Public Enterprises Minister Pravin Gordhan and SAA Business Rescue Practitioners, Les Matuson and Siviwe Dongwana, presented the report during a three-hour-long joint online sitting of the Standing Committee on Public Accounts (SCOPA) and Portfolio Committee on Public Enterprises on Friday afternoon.
The briefing revealed that the BRPs had burned through nearly R10bn during the past five months (amongst which 20% was on fuel, about 60% on salaries; 12% on aircraft leases and 12% to Airlink); that Matuson and Dongwana shared R30m in fees over the past three and a half months; and that accounting firm PWC – hired by the BRPs – was paid another R30m to come up with a financial model.
In another revelation, a photograph of SAA’s balance sheet ending March 31, 2019 – tweeted by SCOPA Democratic Alliance MP Alf Lees ahead of the briefing – showed SAA bled R10,5bn in the last two financial years – R5bn in 2019 and R5,48bn in 2018.
The briefing also made clear the impasse between Government and the BRPs had not been resolved. SCOPA chairperson, Mkhuleko Hlengwa, called it an “unhealthy working relationship, which is not in the best interest of SAA. It’s clear they are singing from two different hymn sheets,” he said, and called for a “meeting of minds for a sustainable outlook”.
He tasked MPs to submit further questions to DPE by Monday and for DPE to report back to SCOPA on May 26 with “a timeline and deadline when this matter will be concluded”.
The continuing impasse became clear when Siviwe said a business plan for the winding down of SAA would be published soon after engagement with affected parties and key stakeholders. He stressed that any restructuring would require further funding, which the Government, since April, says is not available.
The Minister reacted with anger, demanding “a credible plan that presents us with options, the outcome of which must be a viable business”. On May 5 Pravin rejected a draft plan by the BRPs and has employed his own aviation experts to devise a plan for what is being termed a ‘NewCo’.
He questioned why operational restructuring costs doubled from January 3 to February 17 from R2,4bn to R5,5bn. “The BRPs were not put in place to run an airline, they were put in place to emerge with a plan so that competent managers are appointed to run the airline.”
Responding to questions from MPs why SAA had not yet returned unused aircraft to lessors, Siviwe said some had been returned in March but this stopped with the lockdown.
He also cautioned against risks of returning aircraft to creditors, such as triggering the repayment of Government guarantees and breach of contracts that may result in further claims against SAA.
He said SAA had paid all salaries until end April and all employees were now on unpaid leave, adding that SAA was up to date in paying all due taxes.

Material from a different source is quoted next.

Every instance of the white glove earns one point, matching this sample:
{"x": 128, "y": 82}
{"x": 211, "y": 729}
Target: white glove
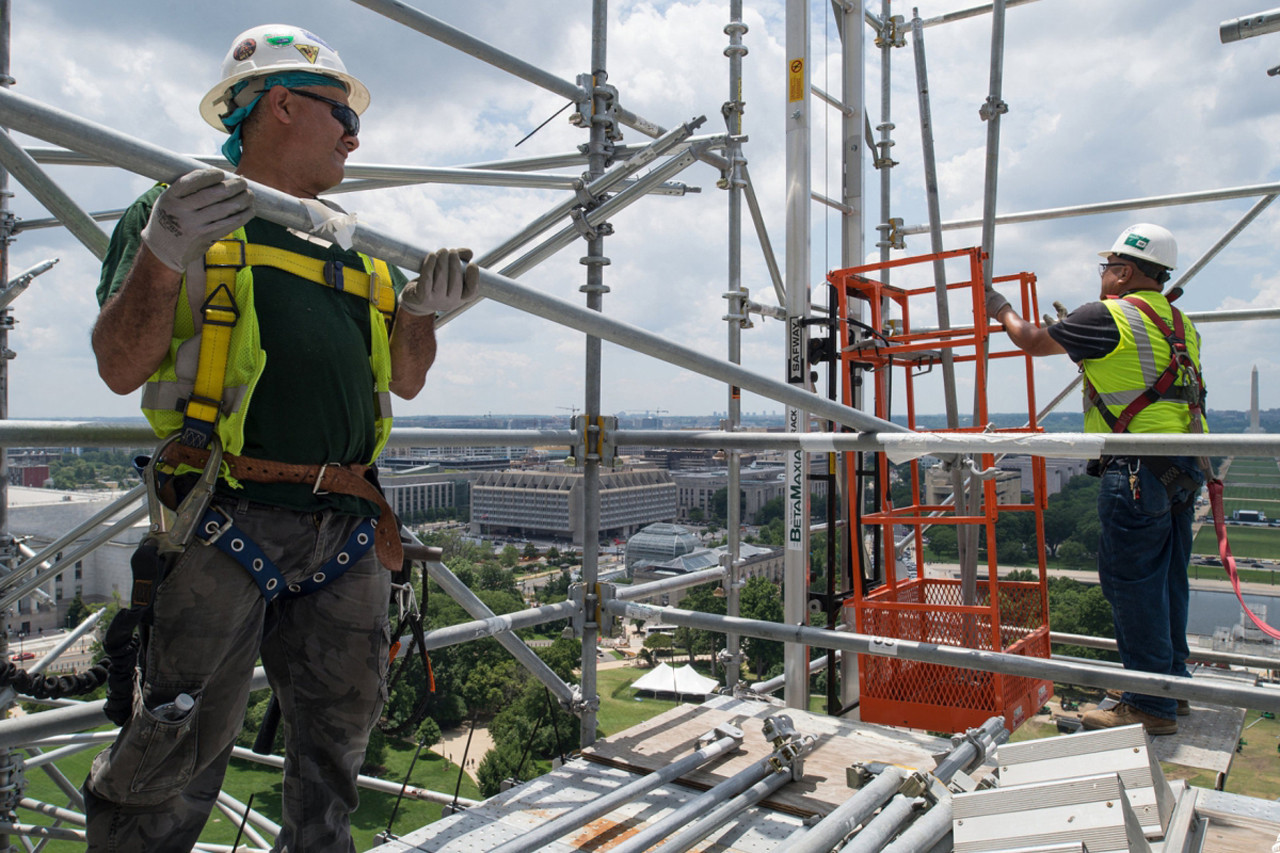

He said the BRPs provided regular reports to DPE, including weekly cash flow forecasts and daily liquidity reports that demonstrated cash reserves and daily expenses. He said the BRPs continued to provide management accounts to DPE and National Treasury.
The Minister dismissed attempts by Les to express support of Pravin’s commitment to restructuring SAA, saying he didn’t need Les to be his praise singer. However, he later expressed the hope that some consensus could be found in further dialogue with the BRPs.
In an MoU signed earlier this week, both parties agreed to co-operate in the development of a business rescue plan that will result in a restructured SAA or ‘NewCo’; and for the DPE to formulate proposals by June 30, which will be included in the plan.